Problem Statement
Given an input string s and a pattern p, implement regular expression matching with support for '.' and '*' where: '.' Matches any single character. '*' Matches zero or more of the preceding element. The matching should cover the entire input string (not partial). Example 1: Input: s = "aa", p = "a" Output: false Explanation: "a" does not match the entire string "aa". Example 2: Input: s = "aa", p = "a*" Output: true Explanation: '*' means zero or more of the preceding element, 'a'. Therefore, by repeating 'a' once, it becomes "aa". Example 3: Input: s = "ab", p = ".*" Output: true Explanation: ".*" means "zero or more (*) of any character (.)". Constraints: 1 <= s.length <= 20 1 <= p.length <= 20 s contains only lowercase English letters. p contains only lowercase English letters, '.', and '*'. It is guaranteed for each appearance of the character '*', there will be a previous valid character to match.
Java Solution
You can solve this problem using dynamic programming. Here’s a Java solution for the given problem:
public class RegularExpressionMatching {
public static boolean isMatch(String s, String p) {
int m = s.length();
int n = p.length();
// dp[i][j] represents whether the first i characters in s match the first j characters in p
boolean[][] dp = new boolean[m + 1][n + 1];
// Empty pattern matches empty string
dp[0][0] = true;
// Handle patterns with '*'
for (int j = 1; j <= n; j++) {
if (p.charAt(j - 1) == '*') {
dp[0][j] = dp[0][j - 2];
}
}
// Build the dp array
for (int i = 1; i <= m; i++) {
for (int j = 1; j <= n; j++) {
char sChar = s.charAt(i - 1);
char pChar = p.charAt(j - 1);
if (pChar == sChar || pChar == '.') {
dp[i][j] = dp[i - 1][j - 1];
} else if (pChar == '*') {
dp[i][j] = dp[i][j - 2] || (dp[i - 1][j] && (sChar == p.charAt(j - 2) || p.charAt(j - 2) == '.'));
}
}
}
return dp[m][n];
}
public static void main(String[] args) {
// Example 1
System.out.println(isMatch("aa", "a")); // Output: false
// Example 2
System.out.println(isMatch("aa", "a*")); // Output: true
// Example 3
System.out.println(isMatch("ab", ".*")); // Output: true
}
}
In this solution, the dp array is used to store whether the first i characters in string s match the first j characters in pattern p. The algorithm iterates through the characters in s and p, updating the dp array based on the matching conditions. The final result is stored in dp[m][n], where m and n are the lengths of the input strings s and p. The examples in the main method demonstrate the usage of the function with the provided test cases.
Python Solution
def isMatch(s, p):
m, n = len(s), len(p)
# dp[i][j] represents whether the first i characters in s match the first j characters in p
dp = [[False] * (n + 1) for _ in range(m + 1)]

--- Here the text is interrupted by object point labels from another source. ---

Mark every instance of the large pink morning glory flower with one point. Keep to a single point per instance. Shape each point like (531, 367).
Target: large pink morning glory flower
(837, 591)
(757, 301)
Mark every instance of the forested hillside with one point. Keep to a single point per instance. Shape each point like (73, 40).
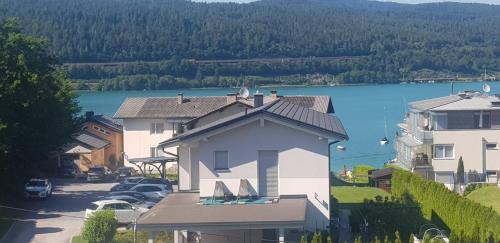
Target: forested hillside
(391, 42)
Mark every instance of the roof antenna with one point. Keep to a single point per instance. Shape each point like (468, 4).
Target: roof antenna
(244, 93)
(486, 88)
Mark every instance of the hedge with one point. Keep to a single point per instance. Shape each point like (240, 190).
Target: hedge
(466, 220)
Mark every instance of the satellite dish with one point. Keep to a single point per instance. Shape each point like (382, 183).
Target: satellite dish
(244, 93)
(486, 88)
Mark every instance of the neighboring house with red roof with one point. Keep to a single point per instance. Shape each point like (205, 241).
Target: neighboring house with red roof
(100, 142)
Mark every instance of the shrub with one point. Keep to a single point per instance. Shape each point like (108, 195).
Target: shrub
(303, 238)
(472, 187)
(397, 238)
(329, 239)
(100, 227)
(447, 209)
(317, 238)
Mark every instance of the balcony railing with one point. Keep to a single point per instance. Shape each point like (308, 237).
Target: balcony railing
(421, 160)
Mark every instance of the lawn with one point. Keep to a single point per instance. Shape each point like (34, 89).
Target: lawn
(355, 195)
(5, 226)
(488, 196)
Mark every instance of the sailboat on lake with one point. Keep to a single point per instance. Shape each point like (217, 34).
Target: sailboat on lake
(384, 140)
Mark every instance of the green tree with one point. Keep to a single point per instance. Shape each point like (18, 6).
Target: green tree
(329, 239)
(460, 171)
(386, 239)
(38, 109)
(412, 238)
(358, 240)
(303, 238)
(100, 227)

# Empty pattern matches empty string
dp[0][0] = True
# Handle patterns with '*'
for j in range(1, n + 1):
if p[j - 1] == '*':
dp[0][j] = dp[0][j - 2]
# Build the dp array
for i in range(1, m + 1):
for j in range(1, n + 1):
s_char = s[i - 1]
p_char = p[j - 1]
if p_char == s_char or p_char == '.':
dp[i][j] = dp[i - 1][j - 1]
elif p_char == '*':
dp[i][j] = dp[i][j - 2] or (dp[i - 1][j] and (s_char == p[j - 2] or p[j - 2] == '.'))
return dp[m][n]
# Example 1
print(isMatch("aa", "a")) # Output: False
# Example 2
print(isMatch("aa", "a*")) # Output: True
# Example 3
print(isMatch("ab", ".*")) # Output: True
This Python code follows the same dynamic programming approach as the Java solution. The isMatch function returns True if the entire input string s matches the pattern p, and False otherwise. The examples at the end demonstrate the usage of the function with the provided test cases.